Тетечка владела английским и французским языками, и именно она еще до самого первого приезда в Москву в начале 50-х годов Ива Монтана ознакомила нас «вживую» с французским шансоном в своем исполнении. Помнится, мы все буквально бредили французскими песнями из репертуара М. Шевалье, Э. Пиаф, Ш. Азнаура и других, которые она с блеском и, как нам казалось, с истинным французским шармом исполняла нам. Одна из них, начинавшаяся словами «же тандре тужур», помниться, надолго сделалась нашим фирменным выходным номером. Когда мы приходили в гости к нашим знакомым, Геннадий по нашей просьбе исполнял «же тандре», а мы в унисон шевелили губами, изредка тихо произнося, якобы, французские слова, но все же так, чтобы они были слышны присутствующим девушкам, поражая их широтой и исключительностью нашего музыкального образования в ту пору.
Вот такой набор отрывочных воспоминаний обязательно всплывает в моей памяти, когда речь заходить об этих двух переулках Б. Дмитровки.
Чтобы завершить рассказ о переулках этой улицы, назову последний – Козицкий, который встречается в конце нашего пути при подходе к Пушкинской площади. Он начинается сразу за театром Станиславского и Немировича-Данченко и соединяет Б. Дмитровку с Тверской улицей.
На четной стороне Б. Дмитровки на Козицкий переулок смотрят представительные дома № 30 и 32. Первый – бывший доходный дом Григорие-Богословской церкви, построенный по проекту архитекторов С. И. Тихомирова и Л. Н. Кекушева. Саму церковь, находившуюся в Петровском переулке перед театром Корша, разбирали, перестраивали еще до 1917 года, а в 1929 году полностью снесли. Второе здание № 32 – торговый дом Р. Левиссона, было построено в 1901–1902-х годах. Этот дом, украшенный двухцветной плиткой, выложенной в форме арки на фасаде, отличается идеальными сохранившимися пропорциями, несмотря на появившийся в советские годы дополнительный этаж. После революции в этом доме обитали и столовая, и мебельный магазин и автосалон. В настоящее время первый этаж здания занят кафе, рестораном, – как говорят, предприятиями общественного питания. Остальные помещения сдаются в аренду по ставке 21000 рублей в год за метр, что оговаривается в рекламном объявление при входе в здание.
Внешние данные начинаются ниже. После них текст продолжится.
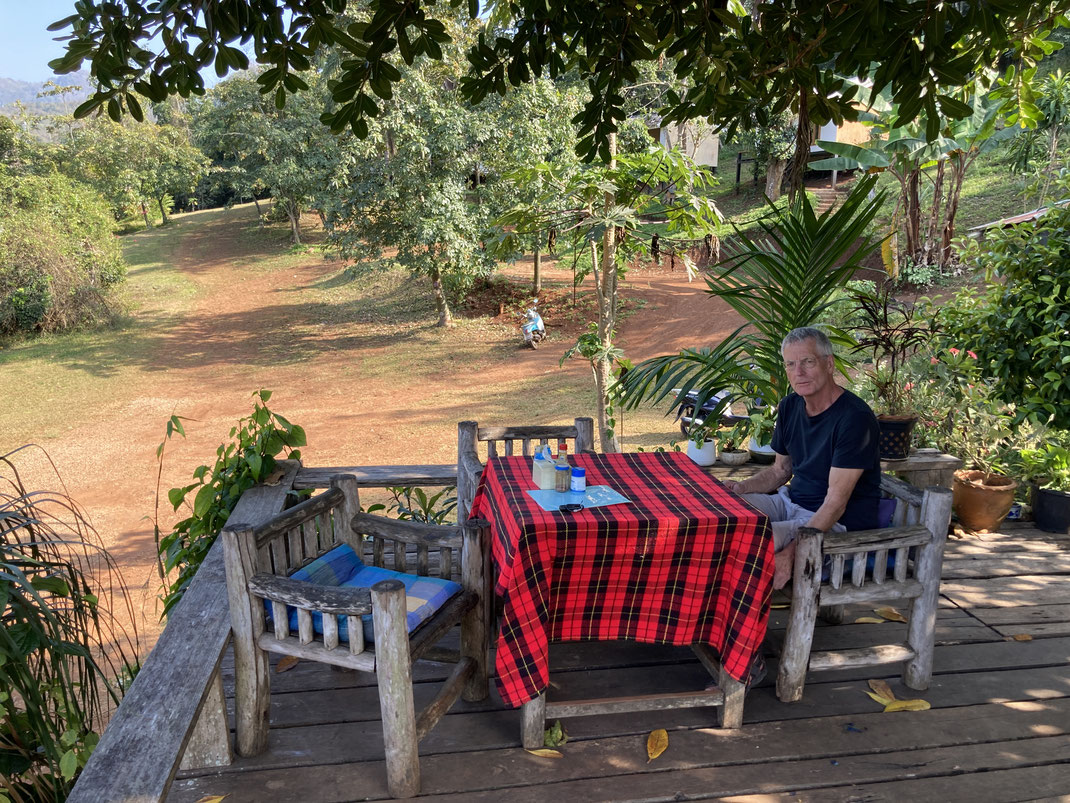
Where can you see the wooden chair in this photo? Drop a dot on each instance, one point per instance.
(503, 441)
(271, 611)
(916, 540)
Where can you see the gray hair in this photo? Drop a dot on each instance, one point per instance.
(821, 341)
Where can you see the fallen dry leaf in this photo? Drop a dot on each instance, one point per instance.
(546, 753)
(906, 706)
(890, 614)
(881, 698)
(274, 476)
(882, 688)
(285, 663)
(657, 743)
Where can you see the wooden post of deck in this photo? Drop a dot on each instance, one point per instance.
(920, 636)
(394, 673)
(806, 589)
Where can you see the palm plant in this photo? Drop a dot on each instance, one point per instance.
(777, 283)
(64, 657)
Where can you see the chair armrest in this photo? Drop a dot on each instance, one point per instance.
(408, 532)
(889, 538)
(902, 489)
(310, 596)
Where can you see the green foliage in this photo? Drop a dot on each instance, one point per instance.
(247, 459)
(58, 257)
(63, 655)
(1048, 466)
(1019, 324)
(959, 410)
(416, 504)
(793, 60)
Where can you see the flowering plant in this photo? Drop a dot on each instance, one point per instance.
(959, 411)
(886, 328)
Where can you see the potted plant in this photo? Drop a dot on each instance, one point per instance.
(964, 418)
(762, 421)
(701, 445)
(885, 328)
(1048, 468)
(731, 442)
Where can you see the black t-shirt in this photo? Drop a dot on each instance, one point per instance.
(843, 436)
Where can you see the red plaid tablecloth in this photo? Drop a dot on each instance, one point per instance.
(684, 562)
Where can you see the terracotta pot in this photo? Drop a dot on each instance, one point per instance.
(981, 501)
(737, 457)
(896, 436)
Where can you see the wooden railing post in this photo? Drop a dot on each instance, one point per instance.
(251, 679)
(936, 516)
(468, 474)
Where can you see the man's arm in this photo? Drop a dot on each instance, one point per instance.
(767, 480)
(841, 483)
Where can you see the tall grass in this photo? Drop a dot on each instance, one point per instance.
(65, 656)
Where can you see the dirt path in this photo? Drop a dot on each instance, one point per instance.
(243, 333)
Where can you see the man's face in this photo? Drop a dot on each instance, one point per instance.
(808, 372)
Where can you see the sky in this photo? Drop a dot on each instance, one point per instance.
(26, 46)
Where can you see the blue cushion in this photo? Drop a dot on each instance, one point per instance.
(341, 566)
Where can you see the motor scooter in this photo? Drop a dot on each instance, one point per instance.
(532, 326)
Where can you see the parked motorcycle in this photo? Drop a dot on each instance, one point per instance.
(532, 326)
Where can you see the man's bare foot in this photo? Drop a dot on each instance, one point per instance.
(784, 562)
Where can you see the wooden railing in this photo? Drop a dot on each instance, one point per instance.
(174, 714)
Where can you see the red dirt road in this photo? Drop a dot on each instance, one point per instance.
(243, 332)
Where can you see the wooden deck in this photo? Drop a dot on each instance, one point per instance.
(998, 728)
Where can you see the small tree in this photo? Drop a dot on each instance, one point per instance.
(607, 209)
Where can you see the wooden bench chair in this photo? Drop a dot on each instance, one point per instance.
(351, 625)
(857, 571)
(504, 441)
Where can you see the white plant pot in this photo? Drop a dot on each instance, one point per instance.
(704, 455)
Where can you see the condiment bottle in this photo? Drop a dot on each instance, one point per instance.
(562, 479)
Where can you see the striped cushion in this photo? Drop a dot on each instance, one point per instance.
(341, 566)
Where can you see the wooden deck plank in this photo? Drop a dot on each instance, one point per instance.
(881, 742)
(1005, 592)
(342, 742)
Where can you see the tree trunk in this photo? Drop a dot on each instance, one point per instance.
(804, 138)
(913, 210)
(607, 320)
(537, 284)
(293, 212)
(958, 173)
(774, 177)
(445, 318)
(929, 252)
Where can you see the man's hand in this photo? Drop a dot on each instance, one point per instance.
(841, 483)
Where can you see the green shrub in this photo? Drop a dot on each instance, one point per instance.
(1020, 326)
(249, 458)
(58, 255)
(64, 658)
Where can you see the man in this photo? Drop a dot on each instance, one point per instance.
(826, 443)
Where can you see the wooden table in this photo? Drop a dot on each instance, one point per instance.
(684, 562)
(925, 467)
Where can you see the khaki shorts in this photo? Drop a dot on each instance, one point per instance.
(784, 515)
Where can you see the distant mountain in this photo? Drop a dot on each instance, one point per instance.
(27, 92)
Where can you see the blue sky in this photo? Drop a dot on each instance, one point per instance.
(26, 47)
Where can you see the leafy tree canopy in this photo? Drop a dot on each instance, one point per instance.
(795, 58)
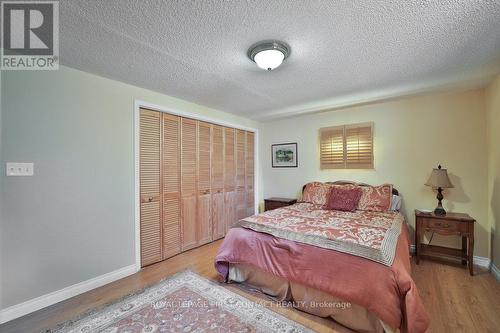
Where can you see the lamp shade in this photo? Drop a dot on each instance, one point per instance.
(439, 178)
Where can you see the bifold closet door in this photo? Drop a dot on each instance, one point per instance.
(241, 204)
(229, 178)
(171, 185)
(217, 184)
(249, 172)
(149, 178)
(189, 189)
(204, 195)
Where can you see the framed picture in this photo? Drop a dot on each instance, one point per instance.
(284, 155)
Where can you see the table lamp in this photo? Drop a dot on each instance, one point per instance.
(439, 179)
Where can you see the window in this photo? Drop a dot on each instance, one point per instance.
(346, 146)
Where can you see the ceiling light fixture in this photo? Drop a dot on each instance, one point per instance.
(269, 55)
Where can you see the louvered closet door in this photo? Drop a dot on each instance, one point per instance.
(241, 204)
(171, 185)
(249, 172)
(204, 195)
(149, 174)
(217, 184)
(188, 183)
(229, 178)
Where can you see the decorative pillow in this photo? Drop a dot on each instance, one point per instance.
(396, 203)
(376, 198)
(344, 198)
(316, 193)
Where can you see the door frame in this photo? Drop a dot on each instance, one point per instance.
(138, 104)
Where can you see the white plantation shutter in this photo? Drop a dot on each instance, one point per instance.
(347, 147)
(359, 146)
(332, 147)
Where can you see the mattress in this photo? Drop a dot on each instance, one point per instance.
(385, 291)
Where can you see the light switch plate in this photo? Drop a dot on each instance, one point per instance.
(19, 169)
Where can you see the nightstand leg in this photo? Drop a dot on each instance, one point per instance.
(417, 244)
(471, 255)
(464, 250)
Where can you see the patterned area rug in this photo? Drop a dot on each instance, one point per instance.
(185, 302)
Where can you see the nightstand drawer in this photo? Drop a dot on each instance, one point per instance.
(444, 226)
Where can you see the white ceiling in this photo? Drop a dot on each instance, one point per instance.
(343, 52)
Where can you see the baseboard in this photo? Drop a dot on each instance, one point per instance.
(495, 271)
(21, 309)
(479, 261)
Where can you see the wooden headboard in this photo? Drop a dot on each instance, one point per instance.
(347, 182)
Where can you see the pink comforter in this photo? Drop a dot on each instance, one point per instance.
(387, 291)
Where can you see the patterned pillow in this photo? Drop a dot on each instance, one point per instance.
(344, 198)
(376, 198)
(316, 193)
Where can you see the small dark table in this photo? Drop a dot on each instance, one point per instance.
(273, 203)
(450, 224)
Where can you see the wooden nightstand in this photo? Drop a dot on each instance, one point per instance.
(273, 203)
(450, 224)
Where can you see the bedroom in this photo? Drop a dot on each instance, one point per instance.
(421, 78)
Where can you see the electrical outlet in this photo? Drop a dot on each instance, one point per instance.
(19, 169)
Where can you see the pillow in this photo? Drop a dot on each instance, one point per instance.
(344, 198)
(396, 203)
(316, 193)
(376, 198)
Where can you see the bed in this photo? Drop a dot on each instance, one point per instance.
(352, 266)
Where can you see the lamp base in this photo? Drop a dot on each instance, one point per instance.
(439, 211)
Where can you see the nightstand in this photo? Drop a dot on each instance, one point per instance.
(273, 203)
(450, 224)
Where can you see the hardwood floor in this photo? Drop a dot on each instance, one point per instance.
(455, 301)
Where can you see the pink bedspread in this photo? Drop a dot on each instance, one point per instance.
(387, 291)
(371, 235)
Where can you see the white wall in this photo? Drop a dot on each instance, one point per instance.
(74, 220)
(411, 136)
(493, 111)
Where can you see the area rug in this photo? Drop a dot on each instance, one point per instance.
(185, 302)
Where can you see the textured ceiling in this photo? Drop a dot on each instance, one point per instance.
(196, 50)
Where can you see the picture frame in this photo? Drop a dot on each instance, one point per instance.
(284, 155)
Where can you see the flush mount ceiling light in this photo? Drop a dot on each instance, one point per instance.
(269, 55)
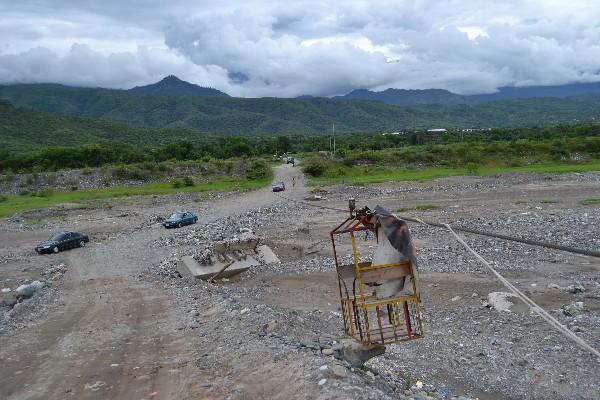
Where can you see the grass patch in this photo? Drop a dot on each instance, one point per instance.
(549, 201)
(88, 198)
(591, 201)
(420, 207)
(358, 175)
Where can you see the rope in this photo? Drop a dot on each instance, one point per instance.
(532, 305)
(530, 242)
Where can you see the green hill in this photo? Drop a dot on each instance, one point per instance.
(24, 129)
(255, 116)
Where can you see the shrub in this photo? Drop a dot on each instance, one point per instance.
(258, 170)
(187, 181)
(472, 167)
(314, 169)
(43, 193)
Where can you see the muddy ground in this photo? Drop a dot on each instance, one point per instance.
(120, 323)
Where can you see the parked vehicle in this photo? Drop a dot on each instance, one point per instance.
(179, 219)
(62, 241)
(278, 186)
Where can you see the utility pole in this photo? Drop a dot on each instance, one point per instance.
(333, 130)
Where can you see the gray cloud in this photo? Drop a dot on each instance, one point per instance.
(304, 47)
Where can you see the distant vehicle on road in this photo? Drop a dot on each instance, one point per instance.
(62, 241)
(179, 219)
(278, 186)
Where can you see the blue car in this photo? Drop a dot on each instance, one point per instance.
(179, 219)
(62, 241)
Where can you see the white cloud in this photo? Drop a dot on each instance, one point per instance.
(305, 47)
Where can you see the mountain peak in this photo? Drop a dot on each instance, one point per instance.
(173, 86)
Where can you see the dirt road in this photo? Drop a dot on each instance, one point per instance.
(114, 336)
(126, 328)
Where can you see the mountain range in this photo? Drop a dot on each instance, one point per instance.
(403, 97)
(177, 105)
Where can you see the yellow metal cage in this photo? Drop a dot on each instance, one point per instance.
(366, 318)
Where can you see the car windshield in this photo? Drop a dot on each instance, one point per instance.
(58, 236)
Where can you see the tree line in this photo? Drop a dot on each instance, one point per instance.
(352, 147)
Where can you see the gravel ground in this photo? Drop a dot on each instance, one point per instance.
(268, 332)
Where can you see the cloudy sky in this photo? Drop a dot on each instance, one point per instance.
(289, 48)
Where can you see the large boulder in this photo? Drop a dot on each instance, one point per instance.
(357, 354)
(28, 290)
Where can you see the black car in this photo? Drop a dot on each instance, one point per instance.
(179, 219)
(278, 186)
(62, 241)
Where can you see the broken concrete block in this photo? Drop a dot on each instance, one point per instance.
(499, 301)
(357, 354)
(188, 266)
(266, 255)
(30, 289)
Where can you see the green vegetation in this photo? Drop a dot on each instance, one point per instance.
(591, 201)
(277, 116)
(86, 198)
(378, 175)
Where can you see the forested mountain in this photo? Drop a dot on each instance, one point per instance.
(403, 97)
(252, 116)
(173, 86)
(23, 129)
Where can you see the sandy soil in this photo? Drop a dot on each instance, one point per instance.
(111, 334)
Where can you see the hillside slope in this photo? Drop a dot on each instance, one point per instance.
(254, 116)
(23, 129)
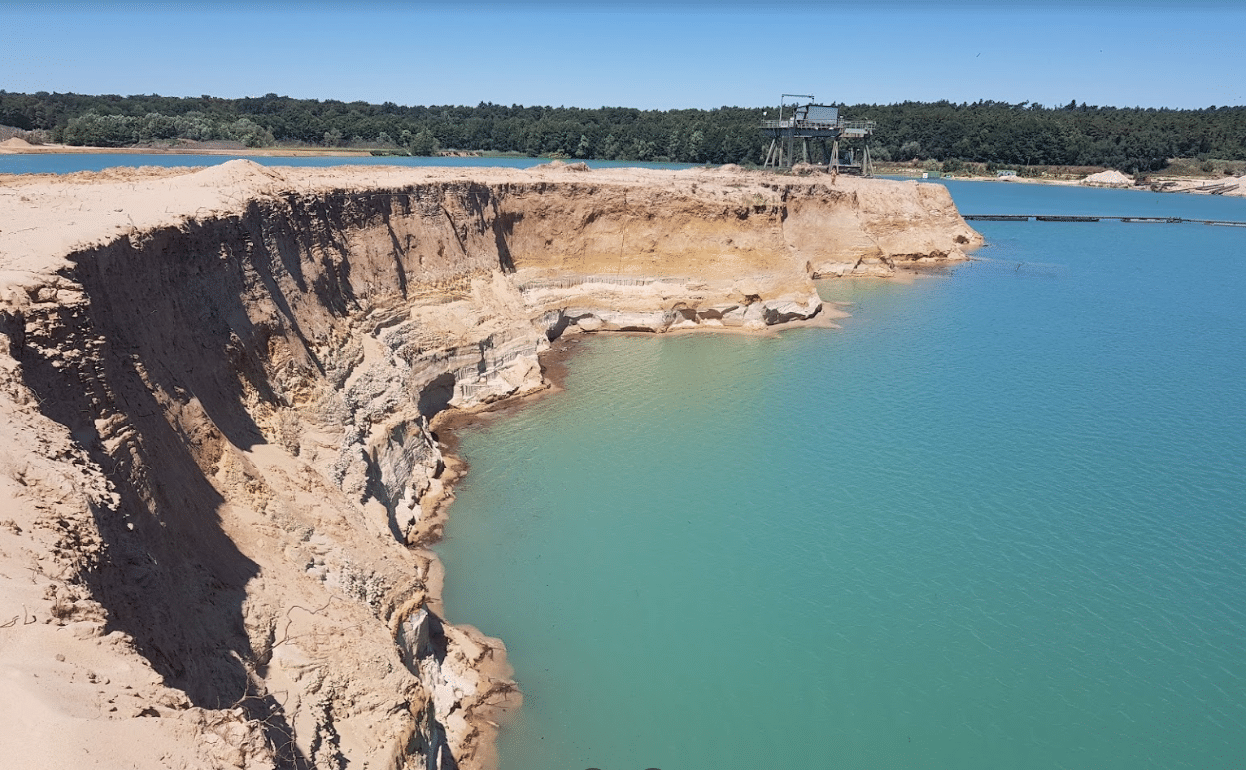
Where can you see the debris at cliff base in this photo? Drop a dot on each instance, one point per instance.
(217, 469)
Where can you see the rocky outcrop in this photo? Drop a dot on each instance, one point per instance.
(217, 388)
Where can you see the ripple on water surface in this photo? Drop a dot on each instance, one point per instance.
(994, 521)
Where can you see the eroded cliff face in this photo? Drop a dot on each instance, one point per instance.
(219, 476)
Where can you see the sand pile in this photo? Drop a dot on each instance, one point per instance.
(1108, 178)
(217, 470)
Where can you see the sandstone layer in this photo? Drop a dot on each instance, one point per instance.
(218, 389)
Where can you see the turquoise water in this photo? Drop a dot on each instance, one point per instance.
(71, 162)
(998, 520)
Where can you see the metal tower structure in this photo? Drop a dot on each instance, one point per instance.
(805, 121)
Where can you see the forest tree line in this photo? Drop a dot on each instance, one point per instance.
(1128, 138)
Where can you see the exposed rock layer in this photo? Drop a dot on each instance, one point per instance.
(216, 390)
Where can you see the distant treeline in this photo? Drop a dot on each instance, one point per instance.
(991, 132)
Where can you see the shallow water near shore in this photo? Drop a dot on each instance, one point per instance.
(998, 520)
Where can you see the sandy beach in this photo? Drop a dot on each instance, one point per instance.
(224, 395)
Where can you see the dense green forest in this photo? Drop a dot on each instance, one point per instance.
(992, 132)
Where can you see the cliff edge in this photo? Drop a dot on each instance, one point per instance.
(217, 470)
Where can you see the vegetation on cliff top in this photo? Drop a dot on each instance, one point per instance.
(1129, 138)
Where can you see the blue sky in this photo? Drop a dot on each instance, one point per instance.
(642, 54)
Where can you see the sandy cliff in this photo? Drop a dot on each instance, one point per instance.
(217, 471)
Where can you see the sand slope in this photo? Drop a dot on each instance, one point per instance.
(216, 386)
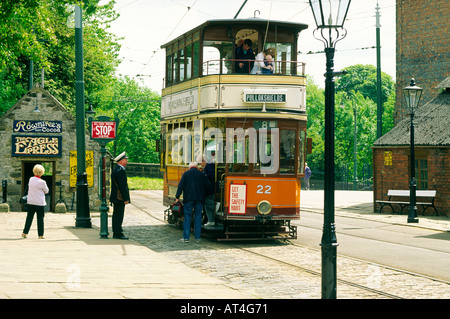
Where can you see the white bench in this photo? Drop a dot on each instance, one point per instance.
(420, 195)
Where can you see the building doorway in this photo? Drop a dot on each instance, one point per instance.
(48, 177)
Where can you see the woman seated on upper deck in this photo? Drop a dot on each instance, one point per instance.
(262, 64)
На противоположной стороне Б. Дмитровки на подступах к Пушкинской площади в многоэтажном доходном доме на первом этаже находится известный магазин «Академкнига». Этот дом был построен в 1910 году по проекту архитектора С. В. Баркова, а принадлежал он до революции княгини М. А. Ливен, которая сдавала в нем квартиры в аренду. Напротив дома княгини на Б. Дмитровке сохранилось здание старой университетской типографии, построенной в 1827 году по проекту архитектора А. Г. Григорьева. Оно значительно старше окружающих соседей. В настоящее время его занимает Центральная научная библиотека Союза театральных деятелей России.